Solution 2: One-pass Traversal

We can traverse the interval list intervals, let the current interval be interval, and there are three situations for each interval:

The current interval is on the right side of the new interval, that is, $newInterval[1] < interval[0]$. At this time, if the new interval has not been added, then add the new interval to the answer, and then add the current interval to the answer.
The current interval is on the left side of the new interval, that is, $interval[1] < newInterval[0]$. At this time, add the current interval to the answer.
Otherwise, it means that the current interval and the new interval intersect.
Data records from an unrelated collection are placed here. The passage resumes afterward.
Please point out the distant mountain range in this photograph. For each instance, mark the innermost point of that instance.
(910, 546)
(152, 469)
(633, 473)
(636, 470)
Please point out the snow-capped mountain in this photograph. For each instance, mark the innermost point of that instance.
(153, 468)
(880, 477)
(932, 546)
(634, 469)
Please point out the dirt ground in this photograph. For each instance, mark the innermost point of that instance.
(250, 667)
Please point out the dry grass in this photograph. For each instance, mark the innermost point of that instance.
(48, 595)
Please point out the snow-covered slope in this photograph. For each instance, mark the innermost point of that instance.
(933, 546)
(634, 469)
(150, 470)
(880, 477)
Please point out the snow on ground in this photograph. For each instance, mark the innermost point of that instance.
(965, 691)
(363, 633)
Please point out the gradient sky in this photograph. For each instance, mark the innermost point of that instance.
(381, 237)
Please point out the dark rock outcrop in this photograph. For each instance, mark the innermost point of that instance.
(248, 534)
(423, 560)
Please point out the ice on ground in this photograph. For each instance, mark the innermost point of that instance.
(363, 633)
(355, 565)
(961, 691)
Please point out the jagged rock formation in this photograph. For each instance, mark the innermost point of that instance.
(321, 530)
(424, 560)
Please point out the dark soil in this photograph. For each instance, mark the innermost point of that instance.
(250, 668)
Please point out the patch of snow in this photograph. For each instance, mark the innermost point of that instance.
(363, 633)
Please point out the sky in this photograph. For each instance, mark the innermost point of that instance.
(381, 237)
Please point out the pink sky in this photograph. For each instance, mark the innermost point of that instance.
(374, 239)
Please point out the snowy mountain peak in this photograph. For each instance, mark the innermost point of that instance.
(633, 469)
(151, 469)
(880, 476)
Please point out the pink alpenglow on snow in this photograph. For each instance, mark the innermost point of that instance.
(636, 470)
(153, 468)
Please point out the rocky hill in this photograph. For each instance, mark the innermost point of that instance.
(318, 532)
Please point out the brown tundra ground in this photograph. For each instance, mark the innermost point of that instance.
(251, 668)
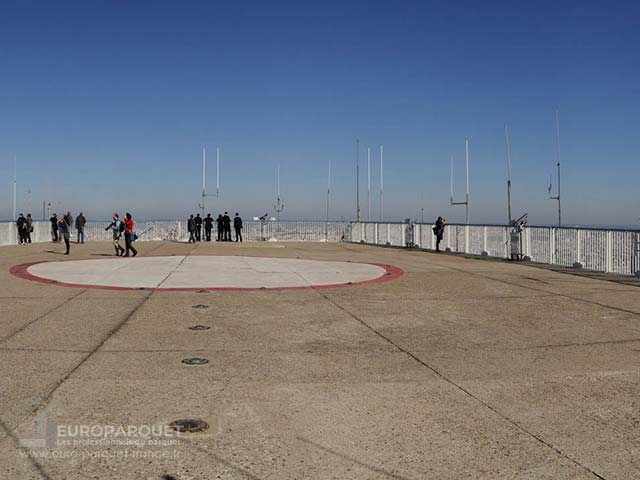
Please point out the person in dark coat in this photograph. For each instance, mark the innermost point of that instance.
(208, 226)
(438, 231)
(80, 223)
(220, 225)
(54, 227)
(237, 226)
(191, 228)
(65, 232)
(198, 221)
(29, 228)
(226, 223)
(21, 225)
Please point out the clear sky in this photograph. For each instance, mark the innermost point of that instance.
(107, 105)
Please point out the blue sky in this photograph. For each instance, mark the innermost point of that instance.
(107, 105)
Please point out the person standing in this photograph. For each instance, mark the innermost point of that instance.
(198, 221)
(29, 228)
(65, 232)
(208, 226)
(191, 228)
(237, 226)
(128, 235)
(438, 231)
(220, 225)
(80, 223)
(21, 225)
(226, 224)
(54, 227)
(118, 228)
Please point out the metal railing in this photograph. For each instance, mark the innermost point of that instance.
(602, 250)
(176, 230)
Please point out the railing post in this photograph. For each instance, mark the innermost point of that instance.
(609, 254)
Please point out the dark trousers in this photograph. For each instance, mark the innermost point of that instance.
(128, 245)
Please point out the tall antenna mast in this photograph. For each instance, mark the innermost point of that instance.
(369, 184)
(279, 207)
(326, 226)
(381, 183)
(506, 141)
(466, 202)
(15, 183)
(204, 176)
(357, 180)
(557, 197)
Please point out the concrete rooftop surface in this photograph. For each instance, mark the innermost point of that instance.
(367, 363)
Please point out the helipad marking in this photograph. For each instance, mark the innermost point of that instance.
(206, 273)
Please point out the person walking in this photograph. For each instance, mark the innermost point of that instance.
(237, 226)
(65, 232)
(29, 228)
(220, 225)
(118, 228)
(198, 221)
(438, 231)
(80, 223)
(21, 225)
(226, 224)
(191, 228)
(129, 235)
(54, 227)
(208, 226)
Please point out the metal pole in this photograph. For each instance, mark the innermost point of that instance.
(368, 184)
(506, 141)
(382, 183)
(15, 182)
(558, 158)
(357, 180)
(466, 154)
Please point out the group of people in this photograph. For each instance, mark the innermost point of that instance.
(223, 224)
(61, 228)
(25, 228)
(122, 228)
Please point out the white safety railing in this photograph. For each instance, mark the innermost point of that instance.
(176, 230)
(602, 250)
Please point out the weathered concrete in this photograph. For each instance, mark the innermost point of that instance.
(458, 369)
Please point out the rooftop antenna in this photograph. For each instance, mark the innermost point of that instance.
(381, 183)
(369, 184)
(357, 180)
(506, 141)
(326, 225)
(279, 207)
(15, 183)
(204, 172)
(466, 202)
(557, 197)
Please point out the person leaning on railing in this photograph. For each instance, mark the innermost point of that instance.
(438, 231)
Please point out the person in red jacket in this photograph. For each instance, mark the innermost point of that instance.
(128, 235)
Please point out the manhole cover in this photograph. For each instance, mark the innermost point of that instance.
(189, 425)
(195, 361)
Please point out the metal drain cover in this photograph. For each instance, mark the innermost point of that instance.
(195, 361)
(189, 425)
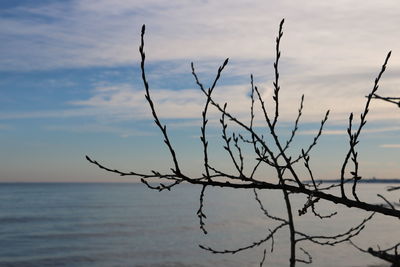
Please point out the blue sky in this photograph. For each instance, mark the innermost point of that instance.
(70, 83)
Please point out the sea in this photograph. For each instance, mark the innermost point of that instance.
(127, 224)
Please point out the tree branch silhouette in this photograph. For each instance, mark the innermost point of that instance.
(272, 153)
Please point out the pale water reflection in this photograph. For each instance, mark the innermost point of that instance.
(129, 225)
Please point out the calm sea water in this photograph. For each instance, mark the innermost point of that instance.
(130, 225)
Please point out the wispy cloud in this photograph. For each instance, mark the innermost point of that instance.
(390, 146)
(92, 33)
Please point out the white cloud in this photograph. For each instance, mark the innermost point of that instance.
(332, 52)
(320, 36)
(390, 145)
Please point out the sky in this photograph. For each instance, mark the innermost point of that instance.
(70, 82)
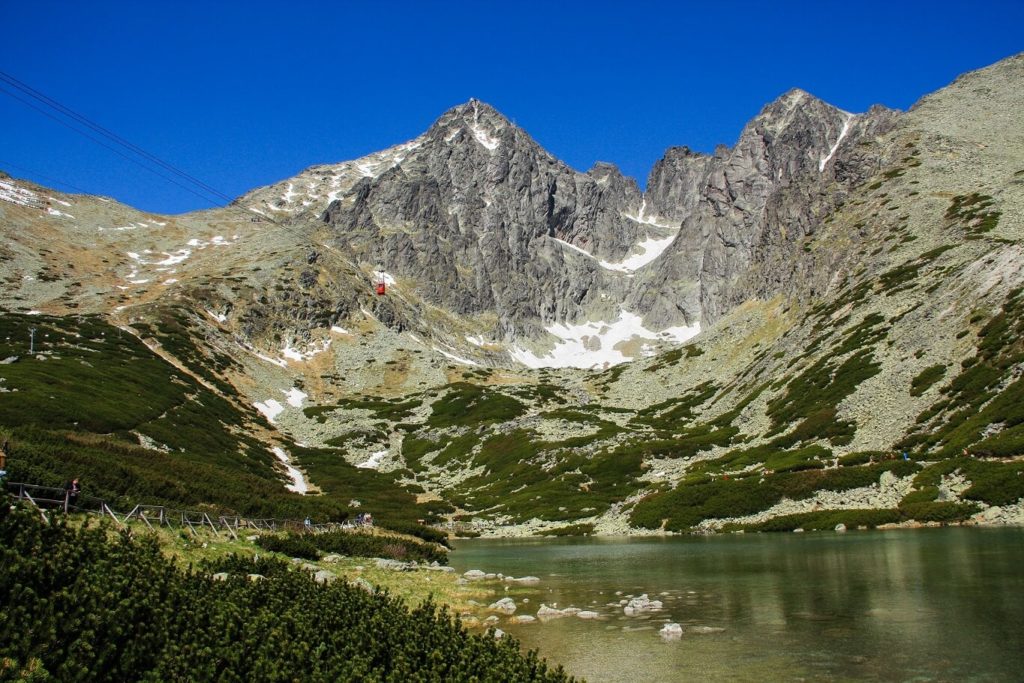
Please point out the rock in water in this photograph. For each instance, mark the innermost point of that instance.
(671, 632)
(505, 605)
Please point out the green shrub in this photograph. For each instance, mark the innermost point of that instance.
(96, 608)
(571, 529)
(935, 511)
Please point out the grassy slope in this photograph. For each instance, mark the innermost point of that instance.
(77, 408)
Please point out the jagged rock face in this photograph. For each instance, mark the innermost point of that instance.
(471, 217)
(744, 211)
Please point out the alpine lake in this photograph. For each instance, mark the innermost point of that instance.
(932, 604)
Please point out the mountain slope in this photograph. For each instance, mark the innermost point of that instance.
(855, 281)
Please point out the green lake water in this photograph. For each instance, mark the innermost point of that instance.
(944, 604)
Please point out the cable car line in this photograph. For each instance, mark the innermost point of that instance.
(380, 286)
(71, 114)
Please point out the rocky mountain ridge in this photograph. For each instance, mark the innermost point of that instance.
(856, 281)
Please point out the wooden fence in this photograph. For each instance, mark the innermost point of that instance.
(49, 499)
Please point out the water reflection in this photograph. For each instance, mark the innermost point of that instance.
(932, 604)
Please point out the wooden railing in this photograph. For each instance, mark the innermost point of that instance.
(49, 499)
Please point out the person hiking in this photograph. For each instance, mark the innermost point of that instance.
(72, 489)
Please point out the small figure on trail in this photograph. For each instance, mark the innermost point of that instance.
(72, 489)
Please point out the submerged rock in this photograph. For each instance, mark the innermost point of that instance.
(641, 604)
(505, 605)
(671, 632)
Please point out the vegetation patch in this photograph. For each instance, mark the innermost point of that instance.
(571, 529)
(986, 392)
(707, 498)
(470, 404)
(70, 614)
(353, 543)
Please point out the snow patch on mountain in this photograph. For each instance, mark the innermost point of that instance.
(294, 396)
(650, 249)
(299, 483)
(597, 345)
(11, 193)
(269, 408)
(374, 461)
(842, 134)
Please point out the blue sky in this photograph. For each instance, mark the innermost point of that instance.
(242, 94)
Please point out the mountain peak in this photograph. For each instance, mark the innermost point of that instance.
(477, 120)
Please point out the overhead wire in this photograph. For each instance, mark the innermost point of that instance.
(103, 144)
(72, 114)
(201, 189)
(6, 164)
(134, 148)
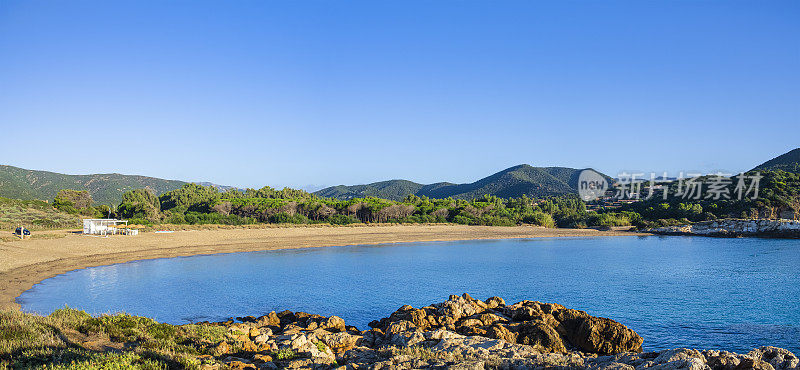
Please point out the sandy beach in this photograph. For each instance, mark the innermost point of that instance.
(25, 263)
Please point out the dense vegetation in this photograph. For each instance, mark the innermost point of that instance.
(105, 189)
(779, 197)
(72, 339)
(513, 182)
(33, 214)
(194, 204)
(789, 162)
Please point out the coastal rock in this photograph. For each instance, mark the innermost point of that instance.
(466, 333)
(784, 228)
(779, 358)
(548, 327)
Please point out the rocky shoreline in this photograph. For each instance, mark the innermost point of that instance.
(462, 333)
(735, 228)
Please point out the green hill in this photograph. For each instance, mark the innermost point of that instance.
(512, 182)
(25, 184)
(33, 214)
(789, 162)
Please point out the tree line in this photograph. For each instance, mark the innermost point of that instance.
(196, 204)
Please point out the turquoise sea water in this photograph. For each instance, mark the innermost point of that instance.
(732, 294)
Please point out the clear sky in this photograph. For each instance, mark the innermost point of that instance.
(292, 93)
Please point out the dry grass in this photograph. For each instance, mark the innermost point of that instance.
(34, 215)
(73, 339)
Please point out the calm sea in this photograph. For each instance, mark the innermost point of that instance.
(732, 294)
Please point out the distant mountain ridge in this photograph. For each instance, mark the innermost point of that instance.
(789, 162)
(19, 183)
(512, 182)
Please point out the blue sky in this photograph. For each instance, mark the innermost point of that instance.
(292, 93)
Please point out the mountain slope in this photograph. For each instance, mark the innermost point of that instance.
(25, 184)
(789, 162)
(512, 182)
(391, 189)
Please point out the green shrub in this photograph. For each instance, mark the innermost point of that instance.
(342, 220)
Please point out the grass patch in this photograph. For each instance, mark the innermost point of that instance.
(73, 339)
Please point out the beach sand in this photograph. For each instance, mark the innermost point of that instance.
(24, 263)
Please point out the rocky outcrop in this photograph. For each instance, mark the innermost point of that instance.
(735, 228)
(462, 333)
(547, 327)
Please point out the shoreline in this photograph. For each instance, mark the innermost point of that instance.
(29, 262)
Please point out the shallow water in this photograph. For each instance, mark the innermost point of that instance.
(732, 294)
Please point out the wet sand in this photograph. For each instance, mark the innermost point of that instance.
(24, 263)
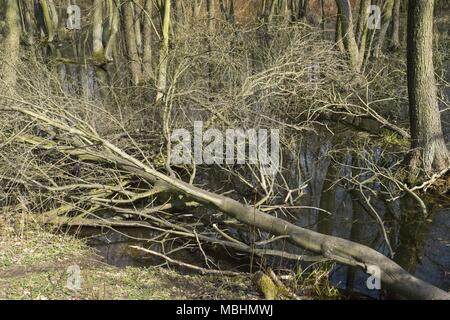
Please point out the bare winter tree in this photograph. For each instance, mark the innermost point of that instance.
(430, 152)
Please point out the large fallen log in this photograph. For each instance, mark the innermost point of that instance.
(347, 252)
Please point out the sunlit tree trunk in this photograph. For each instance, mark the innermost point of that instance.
(137, 24)
(361, 25)
(430, 152)
(350, 44)
(395, 36)
(97, 30)
(11, 45)
(147, 42)
(49, 27)
(385, 21)
(164, 53)
(133, 56)
(114, 21)
(338, 32)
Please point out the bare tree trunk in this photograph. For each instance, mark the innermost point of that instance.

We take the minimum of the left endpoint of the current interval and the left endpoint of the new interval, and the maximum of the right endpoint of the current interval and the right endpoint of the new interval, as the left and right endpoints of the new interval, and then continue to traverse the interval list.

After the traversal, if the new interval has not been added, then add the new interval to the answer.

The time complexity is $O(n)$, where $n$ is the number of intervals. Ignoring the space consumption of the answer array, the space complexity is $O(1)$.